Sampling Convex Regions with Hit-and-Run

In many applications, sampling some convex region is a subproblem that needs to be done repeatedly, such as Monte-Carlo integration. This post will talk about hit-and-run sampling and apologies, but this will be a code-heavy post. Hit-and-run sampling is a straightforward algorithm where we take a point in the region, pick a random direction, then pick a new point on the line defined by that direction and point inside the region. This region does not need to be defined by linear constraints, such as a circle or an ellipse. Or even some combination of linear and nonlinear constraints. This post talks about the general convex case. There are much faster ways to sample with hit-and-run if you have information on the structure of the region, e.g. polytopic, elliptical, etc.


def hit_and_run(is_inside, x_0, n_steps:int = 10):
  
  for i in range(n_steps):
    #generate a random direction
    random_direc = random_direction(x_0.size)
    
    #find the extend in the direction of the random direction and the opposite direction 
    extent_forward = extent(is_inside, direc, x_0)
    extent_backward = extent(is_inside, direc, x_0)
    
    #sample the feasible line that we have just found
    if numpy.random.rand(1) < extend_forward / (extend_forward + extend_backward):
      x_0 = numpy.random.rand(1)*extend_forward*random_direc + x_0
    else:
      x_0 = -numpy.random.rand(1)*extent_backward*random_direc + x_0
      
  return x_0

One of the most critical subproblem in hit-and-run sampling is finding how far we can go in a direction before we hit a boundary.
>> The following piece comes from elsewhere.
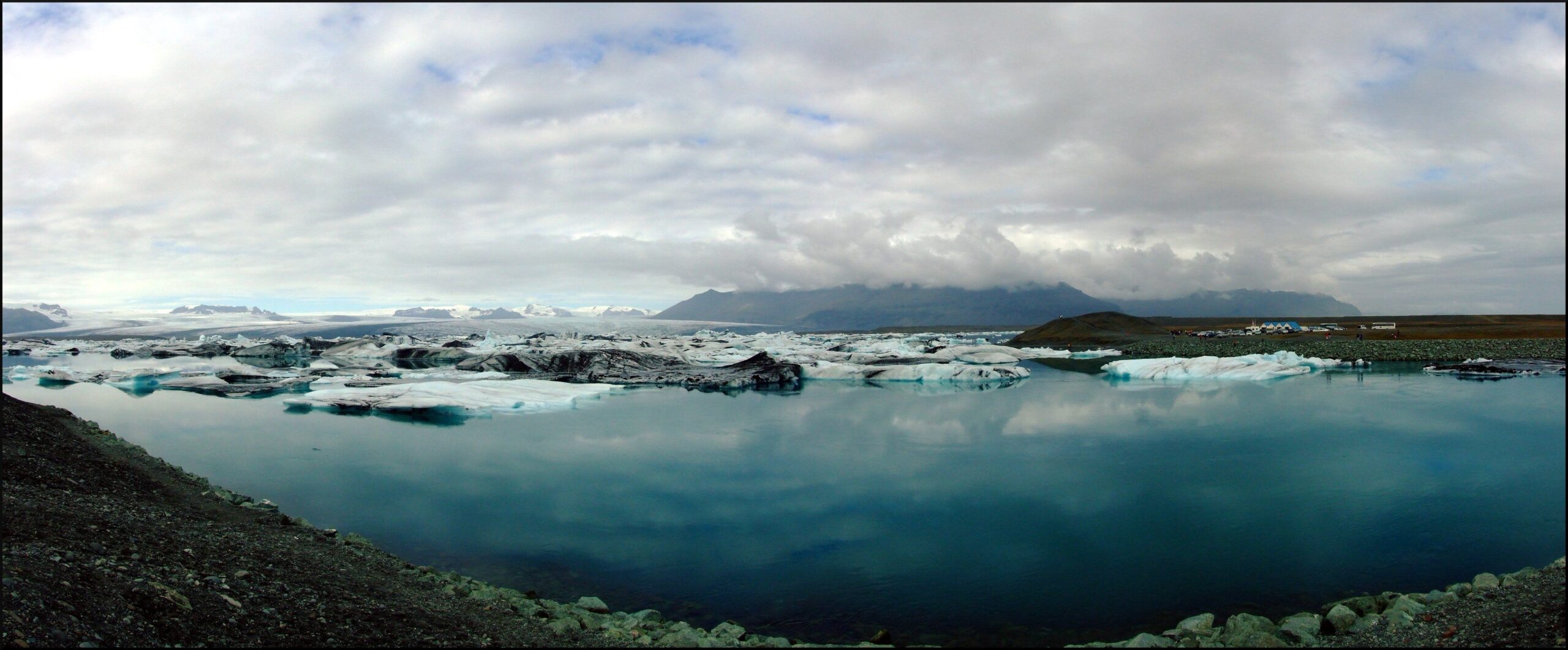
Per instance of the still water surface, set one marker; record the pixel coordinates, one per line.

This can be done with the following approach. Here we are doing an exponential search in our random direction to find a bracket for your the farthest we can go. We then do a binary search on this bracketed distance. This process works for any convex shape.


def extent(is_inside, d:numpy.ndarray, x:numpy.ndarray):
  
  #exponential search initialization
  dist = 1e-15
  
  while is_inside(dist*d + x):
    dist = 2*dist
  
  # We have a bracket for where the firthest extent we can go is [0.5*dist, dist]
  # start bisecting here
  low = 0.5*dist
  mid = 0.5*(high + low)
  high = dist
  
  while high - low > 1e-15:
    
    mid = 0.5*(high + low)
    
    if is_inside(mid*d + x):
      low = mid
    else:
      high = mid
  
  return mid

While this works, the performance is relatively slow. We can compile python with the Numba package to get a performance boost. We can also use Numba to parallelize this for use with the use of prange. My laptop has 4 cores so that we can see excellent scaling performance. Overall using Numba made this sampling procedure ~175 times faster. This can make the difference between something taking 1 month or 4 hours.

hit_and_run w/o Numba           -> 87.7 ms per sample
hit_and_run with Numba          -> 2.0 ms per sample
hit_and_run with Numba + prange -> 0.5 ms per sample

Code Appendix


def random_direction(n:int):
  vec = numpy.random.rand(n).reshape(n,-1)
  return vec / numpy.linalg.norm(vec, 2)

@numba.njit
def hit_and_run_parallel(is_inside, x_0, num_samples, n_steps:int = 10):
  
  samples = numpy.zeros((num_samples, x_0.size))
  
  for i in prange(num_samples):
    samples[i] = hit_and_run(is_inside, x_0, n_steps).T
  
  return samples